Question :
I have my database in which I have to store new data on daily basis fetching from API. The problem is that I have to truncate table everyday and then insert newly fetched records in same table. Records count would be around 10k. It takes 5-10 seconds to insert new records.
So my concern is that if I truncate the table and some users are requesting at a time so he will end up with error because I truncated the table. So can you suggest what should I do to tackle this problem? I am not a DBA so please suggest what should be the better way to do it.
Answer :
Instead, do
CREATE TABLE new LIKE real;
load new data into `new` by whatever means
RENAME TABLE real TO old, new TO real;
DROP TABLE old;
Notes:
- The second step is the only slow step.
- The
RENAME
is atomic. - You can continue to read the table during the process.
- Do not use any transactions or table locks.
You can use 2 table with the same structure and then use RENAME. RENAME is atomic and so it’s not interruptible.
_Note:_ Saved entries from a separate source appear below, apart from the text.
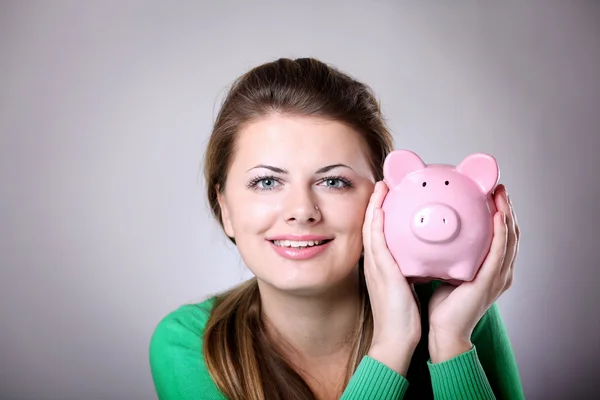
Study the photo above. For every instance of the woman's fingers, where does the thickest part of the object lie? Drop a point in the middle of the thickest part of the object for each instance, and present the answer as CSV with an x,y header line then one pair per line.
x,y
491,268
381,255
368,221
503,204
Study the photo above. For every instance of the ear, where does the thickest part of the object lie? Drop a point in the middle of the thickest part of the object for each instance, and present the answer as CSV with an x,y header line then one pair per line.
x,y
482,168
398,164
225,214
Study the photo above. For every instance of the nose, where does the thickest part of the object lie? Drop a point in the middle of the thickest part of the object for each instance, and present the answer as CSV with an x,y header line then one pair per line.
x,y
301,208
436,223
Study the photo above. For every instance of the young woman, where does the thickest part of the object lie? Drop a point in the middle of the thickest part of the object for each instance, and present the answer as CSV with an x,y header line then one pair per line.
x,y
294,175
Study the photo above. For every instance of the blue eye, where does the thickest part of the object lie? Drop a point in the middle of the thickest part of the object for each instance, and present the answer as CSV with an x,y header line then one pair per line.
x,y
262,183
266,183
336,183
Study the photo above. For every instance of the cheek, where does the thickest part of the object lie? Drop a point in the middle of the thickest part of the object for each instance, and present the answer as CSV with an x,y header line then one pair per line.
x,y
254,213
349,214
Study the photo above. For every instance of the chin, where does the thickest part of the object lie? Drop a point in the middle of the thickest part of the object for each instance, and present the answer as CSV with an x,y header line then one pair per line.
x,y
309,284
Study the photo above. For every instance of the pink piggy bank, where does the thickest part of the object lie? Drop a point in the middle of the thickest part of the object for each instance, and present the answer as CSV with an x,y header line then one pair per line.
x,y
438,220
RENAME TABLE t1 TO tmp_table,
t2 TO t1,
tmp_table TO t2;
TRUNCATE Table t2;
Using MySQL’s Exchanging Partitions and Subpartitions with Tables you can work on a seperate identical table in your own time. When it’s ready, you can then swap that in for a partition in your “real” table. The catch is that you have to create a partition of your table, but only one is required. Also from the reference mentioned (nt
here is your table):
Table
nt
contains no foreign key references, and no other table has
any foreign keys that refer tont
.
Example below is close to those of in the article, but given for completeness:
This is the “real” table:
CREATE TABLE stackoverflow (
id INT PRIMARY KEY,
test VARCHAR(30)
);
Create your new table before partitioning your “real” table. Then you don’t have to remove anything from your copy:
CREATE TABLE stackoverflow_workinprogess LIKE stackoverflow;
Create just one partition on your “real” table:
ALTER TABLE stackoverflow PARTITION BY RANGE (id) (
PARTITION p VALUES LESS THAN (MAXVALUE)
);
Inserting some random data for the example:
INSERT INTO stackoverflow VALUES
(1, "Test 1"),
(2, "Test 2"),
(3, "Test 3"),
(4, "Test 4"),
(5, "Test 5");
Now you can work on your data in the stackoverflow_workinprogess table:
TRUNCATE TABLE stackoverflow_workinprogess;
INSERT INTO stackoverflow_workinprogess VALUES
(1, "Test a - new row"),
(2, "Test b - new row"),
(3, "Test c - new row"),
(4, "Test d - new row"),
(6, "Test e - new row"), -- skipping one on purpose
(7, "Test f - new row");
When it’s all done, swap/exchange the partitions:
ALTER TABLE stackoverflow EXCHANGE PARTITION p WITH TABLE stackoverflow_workinprogess;
Result:
select * from stackoverflow;
id | test
----|-----------------
1 | Test a - new row
2 | Test b - new row
3 | Test c - new row
4 | Test d - new row
6 | Test e - new row
7 | Test f - new row
It’s all included in this dbfiddle.uk
I didn’t try to play around with creating the partition on the stackoverflow_workinprogess
table, but I’d be surprised if the results were any different.
A table lock might work. Getting a table lock would cause other users to wait or timeout. However, for 5-10 seconds, that may be too long.
Explore if a transaction will work. Start a transaction with a BEGIN WORK
statement and when done, do a COMMIT
.
It looks like you are truncating records so that you can refresh the data from an API. However, this is causing problems because some people are using those records.
A better approach would be to use DELETE
rather than TRUNCATE
, so that you can wrap it in a transaction. I believe that table truncations are effected immediately, and so you will need the (slower) delete. It’d be something like this:
- Start a transaction
- Delete all records
- Insert new records
- Finish the transaction
5-10 seconds to insert 10K new records is probably fine – users that are using the system during this period will just see the old records.
From your description (~10k records), unless the records are yuuuge, I don’t understand why you don’t keep a few days’ worth of data in there (with a date column that’s part of the primary key) and have queries work against that.
The deletion can then be scheduled to run any time later after you are sure all existing queries against it have finished – which might not usually be long.